Nur Arafeh, Samia el Botmeh ve Leyla Farsah’ın, al-Shabaka için yaptıkları bir araştırmaya göre, İsrail’in hurma ihracatının yüzde 40’ı Ürdün Vadisi’nden geliyor ve bu toprağın sömürüsü İsrail’e yıllık 130 milyon dolarlık gelir sağlıyor. Son beş yıl içinde vergi muhafiyeti sağlayan 220 milyon dolarlık özel bağış, ABD’den yerleşimcilere aktarıldı. Uluslararası yasalar net, bu yerleşimler yasa dışı. BM, defalarca yerleşimlerin barışın önünde bariyer olduğunu ifade etti.
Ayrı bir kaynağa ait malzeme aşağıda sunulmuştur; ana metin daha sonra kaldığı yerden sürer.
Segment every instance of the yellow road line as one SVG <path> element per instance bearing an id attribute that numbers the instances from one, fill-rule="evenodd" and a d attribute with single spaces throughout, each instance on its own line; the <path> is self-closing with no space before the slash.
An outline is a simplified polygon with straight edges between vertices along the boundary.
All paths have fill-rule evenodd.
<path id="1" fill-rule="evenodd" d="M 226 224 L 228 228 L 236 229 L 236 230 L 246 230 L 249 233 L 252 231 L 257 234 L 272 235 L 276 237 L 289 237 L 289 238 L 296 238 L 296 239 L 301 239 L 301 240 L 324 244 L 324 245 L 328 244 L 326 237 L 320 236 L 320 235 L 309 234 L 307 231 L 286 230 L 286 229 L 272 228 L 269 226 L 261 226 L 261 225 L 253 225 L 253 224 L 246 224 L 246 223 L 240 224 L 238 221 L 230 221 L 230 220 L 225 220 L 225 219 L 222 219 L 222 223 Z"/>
Bu esnada, İsrail’in güney kasabası Rahat’ta, Filistinliler bu yıl 12 Mayıs’ta, bir yürüyüş düzenlediler. İsrail parlamentosundaki Birleşik Arap Listesi mensuplarının da içinde olduğu binlerce Filistinli, Prawer Planı’na karşı ve Filistinliler’in ülkelerine “dönme hakkı” için yürüdü. Birleşik Arap Listesi’nin sosyalist liderlerinden Ayman Odeh, Rahat’ta, “korkunç bir suç olan Nakba’yı tanımak ve adaletsizliği ortadan kaldırmak için çalışmak halklarımız arasında barışın tek yolu” dedi. Bu güçlü açıklama, kafesler inşa etmekten ve onlara uluslar demektense ilerlemek için bir yol arayan Filistin politikasının ruhunu temsil ediyor.
Halidi ise hüzünlü, “bir yandan arabayı sürdüm, bir yandan düşündüm” diyor. “Yerleşimciler, yok ettikleri köylerin izlerini silmek için yetiştirdikleri ormanları ziyaret ediyor. O köyler, Filistinlilerin 15 Mayıs’taki Nakba Günü’nde ziyaret ettikleri köylerin ta kendisi…” Yok olan o köyler, Filistin’in var olma hakkına dair reddin bir parçası. “Bu bizim hikayemiz” dedi Halidi. Duyulmasına hemen hemen hiç izin verilmeyen bir hikâye.